Last, the wolf hunt is unnatural. A Romanian proverb says, “Where wolves roam, forests grow.” Having wolves on our landscapes and ecologically active is vital to maintaining the natural balance of all wildlife. The hunt also randomly breaks up packs, causing hardship for surviving pack-mates and suffering for snared wolves. It also recklessly endangers the wolf, which has gone extinct in every other state within the lower 48.
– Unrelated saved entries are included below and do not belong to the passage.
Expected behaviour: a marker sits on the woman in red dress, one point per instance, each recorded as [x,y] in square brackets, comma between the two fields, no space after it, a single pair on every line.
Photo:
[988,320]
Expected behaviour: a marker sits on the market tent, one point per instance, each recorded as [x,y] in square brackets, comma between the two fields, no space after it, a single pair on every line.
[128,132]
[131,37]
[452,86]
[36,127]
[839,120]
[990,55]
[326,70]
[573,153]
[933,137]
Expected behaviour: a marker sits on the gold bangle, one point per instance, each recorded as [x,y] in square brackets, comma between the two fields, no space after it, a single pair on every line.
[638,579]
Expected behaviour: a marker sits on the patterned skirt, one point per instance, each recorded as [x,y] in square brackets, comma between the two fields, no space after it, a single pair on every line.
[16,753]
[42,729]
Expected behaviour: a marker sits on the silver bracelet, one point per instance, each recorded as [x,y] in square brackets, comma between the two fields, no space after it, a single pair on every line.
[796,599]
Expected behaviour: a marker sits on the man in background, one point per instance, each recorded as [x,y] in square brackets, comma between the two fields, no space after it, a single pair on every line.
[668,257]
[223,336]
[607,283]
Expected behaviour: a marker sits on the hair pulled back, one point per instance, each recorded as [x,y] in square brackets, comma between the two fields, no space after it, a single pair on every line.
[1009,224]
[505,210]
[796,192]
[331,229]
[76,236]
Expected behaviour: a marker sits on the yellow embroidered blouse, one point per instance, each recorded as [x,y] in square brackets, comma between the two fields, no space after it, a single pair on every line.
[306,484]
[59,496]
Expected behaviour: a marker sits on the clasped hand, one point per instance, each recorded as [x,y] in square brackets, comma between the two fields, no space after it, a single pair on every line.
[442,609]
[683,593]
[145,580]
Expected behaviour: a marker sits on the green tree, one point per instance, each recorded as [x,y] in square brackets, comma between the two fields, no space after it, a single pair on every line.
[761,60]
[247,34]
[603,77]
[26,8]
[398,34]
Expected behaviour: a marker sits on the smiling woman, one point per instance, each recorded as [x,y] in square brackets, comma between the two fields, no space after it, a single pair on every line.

While Howling for Wolves does not wish to change livestock-wolf conflict laws, we do know there is ample science and thinking that supports a management strategy that includes nonlethal methods to deal with wolf conflicts. Livestock producers who have wolf conflicts can and still do use lethal control and will be able to continue this under our proposal.

Just a few weeks ago, the 2014 legislative session began in St. Paul. One of our efforts includes supporting Senate File 2256, the “Wolf Data Bill,” which recently was approved and was passed out of the Senate Environment and Energy Committee.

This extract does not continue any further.